= Adelaide Plumptre =

English-born Canadian activist, diplomat and politician (1874–1948)

Adelaide Wilson Plumptre (1874 – 1948) was an English-born Canadian activist, diplomat and politician.

== Biography ==
She was born Adelaide Proctor in Surrey, England, and studied at Somerville College, Oxford University. There she met and married Henry Pemberton Plumptre, the vice-principal of the theological college. They moved to Toronto in 1901 when he accepted the position of principal at Wycliffe College. Upon arrival she took a job at Havergal College, an elite Anglican girls' school.

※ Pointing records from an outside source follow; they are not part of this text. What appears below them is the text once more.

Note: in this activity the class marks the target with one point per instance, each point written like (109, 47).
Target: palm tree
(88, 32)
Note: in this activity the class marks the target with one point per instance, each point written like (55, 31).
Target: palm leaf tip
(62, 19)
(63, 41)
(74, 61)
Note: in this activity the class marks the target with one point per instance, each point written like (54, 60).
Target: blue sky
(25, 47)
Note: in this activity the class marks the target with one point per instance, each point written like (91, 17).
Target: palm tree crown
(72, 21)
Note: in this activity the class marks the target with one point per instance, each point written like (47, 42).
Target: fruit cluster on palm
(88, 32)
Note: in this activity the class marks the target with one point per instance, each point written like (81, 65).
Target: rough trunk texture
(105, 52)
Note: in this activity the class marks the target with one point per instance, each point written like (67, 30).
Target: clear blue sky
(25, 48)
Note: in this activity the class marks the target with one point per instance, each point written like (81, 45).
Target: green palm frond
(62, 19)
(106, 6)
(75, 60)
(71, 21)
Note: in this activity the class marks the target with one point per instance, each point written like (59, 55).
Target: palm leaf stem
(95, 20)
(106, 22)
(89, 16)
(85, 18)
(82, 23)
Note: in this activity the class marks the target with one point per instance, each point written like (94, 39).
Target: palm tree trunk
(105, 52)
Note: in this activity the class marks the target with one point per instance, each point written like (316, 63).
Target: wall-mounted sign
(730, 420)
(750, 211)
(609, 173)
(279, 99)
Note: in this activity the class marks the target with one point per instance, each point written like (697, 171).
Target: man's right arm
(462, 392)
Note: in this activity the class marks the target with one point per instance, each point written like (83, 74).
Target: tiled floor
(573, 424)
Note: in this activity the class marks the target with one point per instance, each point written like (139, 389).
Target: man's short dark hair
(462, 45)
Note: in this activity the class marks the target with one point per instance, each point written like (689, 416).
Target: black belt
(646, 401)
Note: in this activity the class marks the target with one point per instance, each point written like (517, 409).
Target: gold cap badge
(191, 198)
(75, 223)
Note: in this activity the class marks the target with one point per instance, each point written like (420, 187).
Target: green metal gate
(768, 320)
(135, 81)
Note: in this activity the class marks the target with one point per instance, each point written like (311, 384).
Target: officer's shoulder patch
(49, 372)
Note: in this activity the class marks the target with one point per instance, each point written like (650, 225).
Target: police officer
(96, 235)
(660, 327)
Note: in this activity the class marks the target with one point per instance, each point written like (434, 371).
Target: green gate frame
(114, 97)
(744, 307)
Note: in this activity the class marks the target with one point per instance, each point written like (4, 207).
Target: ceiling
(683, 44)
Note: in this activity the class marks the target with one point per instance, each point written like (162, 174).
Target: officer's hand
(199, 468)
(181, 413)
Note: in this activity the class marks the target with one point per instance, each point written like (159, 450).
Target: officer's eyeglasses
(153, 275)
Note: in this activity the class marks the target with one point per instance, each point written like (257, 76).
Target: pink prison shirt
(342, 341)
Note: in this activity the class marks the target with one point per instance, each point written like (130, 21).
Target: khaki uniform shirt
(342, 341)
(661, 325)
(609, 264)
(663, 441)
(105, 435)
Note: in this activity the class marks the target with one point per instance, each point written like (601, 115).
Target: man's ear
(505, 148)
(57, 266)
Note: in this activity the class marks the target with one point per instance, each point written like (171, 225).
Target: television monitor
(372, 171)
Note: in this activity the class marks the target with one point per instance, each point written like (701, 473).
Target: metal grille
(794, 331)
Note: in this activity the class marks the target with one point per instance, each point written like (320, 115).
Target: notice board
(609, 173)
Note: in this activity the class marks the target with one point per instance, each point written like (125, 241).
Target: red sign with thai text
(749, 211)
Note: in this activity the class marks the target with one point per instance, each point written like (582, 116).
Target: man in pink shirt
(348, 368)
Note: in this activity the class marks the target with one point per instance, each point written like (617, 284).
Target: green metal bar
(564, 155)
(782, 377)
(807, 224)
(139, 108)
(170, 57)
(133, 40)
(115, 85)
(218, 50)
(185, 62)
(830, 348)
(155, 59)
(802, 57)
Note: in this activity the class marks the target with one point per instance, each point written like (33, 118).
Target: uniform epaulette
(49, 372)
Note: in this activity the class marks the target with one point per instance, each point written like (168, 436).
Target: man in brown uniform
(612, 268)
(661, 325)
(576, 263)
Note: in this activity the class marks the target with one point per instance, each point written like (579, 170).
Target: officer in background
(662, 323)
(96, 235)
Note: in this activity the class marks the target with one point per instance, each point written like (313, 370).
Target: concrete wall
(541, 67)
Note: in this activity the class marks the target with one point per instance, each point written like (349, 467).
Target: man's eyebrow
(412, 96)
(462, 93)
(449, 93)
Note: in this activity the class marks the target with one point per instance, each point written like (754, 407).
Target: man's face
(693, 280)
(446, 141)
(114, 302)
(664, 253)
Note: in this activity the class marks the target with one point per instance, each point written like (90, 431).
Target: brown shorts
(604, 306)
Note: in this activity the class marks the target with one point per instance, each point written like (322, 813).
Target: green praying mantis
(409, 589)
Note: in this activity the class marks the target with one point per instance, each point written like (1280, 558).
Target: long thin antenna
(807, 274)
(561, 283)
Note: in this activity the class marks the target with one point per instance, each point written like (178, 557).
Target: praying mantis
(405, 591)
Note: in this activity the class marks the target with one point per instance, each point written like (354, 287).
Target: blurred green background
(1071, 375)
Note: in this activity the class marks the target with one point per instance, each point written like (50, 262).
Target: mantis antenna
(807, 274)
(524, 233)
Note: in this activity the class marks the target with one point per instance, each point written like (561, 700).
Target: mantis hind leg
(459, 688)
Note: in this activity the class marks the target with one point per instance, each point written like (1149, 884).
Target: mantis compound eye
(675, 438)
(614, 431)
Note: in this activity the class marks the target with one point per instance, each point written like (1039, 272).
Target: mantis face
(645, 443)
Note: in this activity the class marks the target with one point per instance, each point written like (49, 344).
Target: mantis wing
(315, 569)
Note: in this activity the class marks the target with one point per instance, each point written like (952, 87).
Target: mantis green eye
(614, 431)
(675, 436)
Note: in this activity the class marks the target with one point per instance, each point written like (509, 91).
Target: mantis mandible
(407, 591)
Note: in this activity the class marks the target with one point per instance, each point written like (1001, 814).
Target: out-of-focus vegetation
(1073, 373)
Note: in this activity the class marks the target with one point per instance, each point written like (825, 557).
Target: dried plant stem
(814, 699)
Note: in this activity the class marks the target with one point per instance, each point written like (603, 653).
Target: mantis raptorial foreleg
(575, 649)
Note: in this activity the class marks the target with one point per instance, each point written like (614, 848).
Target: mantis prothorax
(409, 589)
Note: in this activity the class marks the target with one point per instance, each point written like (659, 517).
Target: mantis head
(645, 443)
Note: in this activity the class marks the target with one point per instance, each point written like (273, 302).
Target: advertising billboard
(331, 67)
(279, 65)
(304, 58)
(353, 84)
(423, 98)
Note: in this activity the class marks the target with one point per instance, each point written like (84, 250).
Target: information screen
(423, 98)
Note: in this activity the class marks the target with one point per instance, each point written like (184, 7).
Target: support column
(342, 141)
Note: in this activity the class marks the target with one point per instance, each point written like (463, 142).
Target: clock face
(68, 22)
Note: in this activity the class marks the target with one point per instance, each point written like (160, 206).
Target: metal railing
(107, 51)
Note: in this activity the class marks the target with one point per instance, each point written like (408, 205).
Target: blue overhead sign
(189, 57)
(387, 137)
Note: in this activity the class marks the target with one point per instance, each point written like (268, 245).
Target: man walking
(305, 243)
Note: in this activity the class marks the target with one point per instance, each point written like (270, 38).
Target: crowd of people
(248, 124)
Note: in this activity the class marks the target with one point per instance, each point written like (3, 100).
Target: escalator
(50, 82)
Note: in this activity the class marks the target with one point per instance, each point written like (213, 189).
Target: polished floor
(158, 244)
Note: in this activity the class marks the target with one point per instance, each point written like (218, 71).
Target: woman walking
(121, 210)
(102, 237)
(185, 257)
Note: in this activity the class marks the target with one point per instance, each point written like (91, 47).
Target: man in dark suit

H. P. Plumptre became an important figure in the local Anglican church, rising to become rector of St. James Cathedral. Adelaide Plumptre became a committed activist in an array of different causes. She was active in the YWCA, a founding member of Girl Guides of Canada, and active in the women's movement and the Canadian Council of Women. She was most involved with the Red Cross. She became Director of Supplies of the Canadian Red Cross in September 1914 and remained in that role for the whole of the First World War. She took the lead in organizing the logistics of the Red Cross' wartime relief efforts across Canada and overseas. She also directed the communications and recruitment of the Red Cross, writing much of the material herself. She was the first woman named to the executive of the Canadian Red Cross. In 1918, she was appointed by the federal government to be chair of the Woman's War Council.

In 1926, she was elected to the school board. She served on the board for nine years, and became the first woman elected chair of the Toronto Board of Education. In 1931, she was made Canada's delegate to the League of Nations in Geneva, one of only two women to be a delegate to the league. She was also the Canadian delegate to the International Red Cross meeting held in Tokyo in 1934.

In 1936, she became the third woman elected to Toronto City Council. On city council she was a committed activist for the city's poor. In 1941, she attempted to become the first woman to win a seat on the powerful Board of Control, but lost by a few hundred votes. During the Second World War she resumed her work with the Red Cross and led the Prisoner of War Bureau. She was appointed CBE in 1943.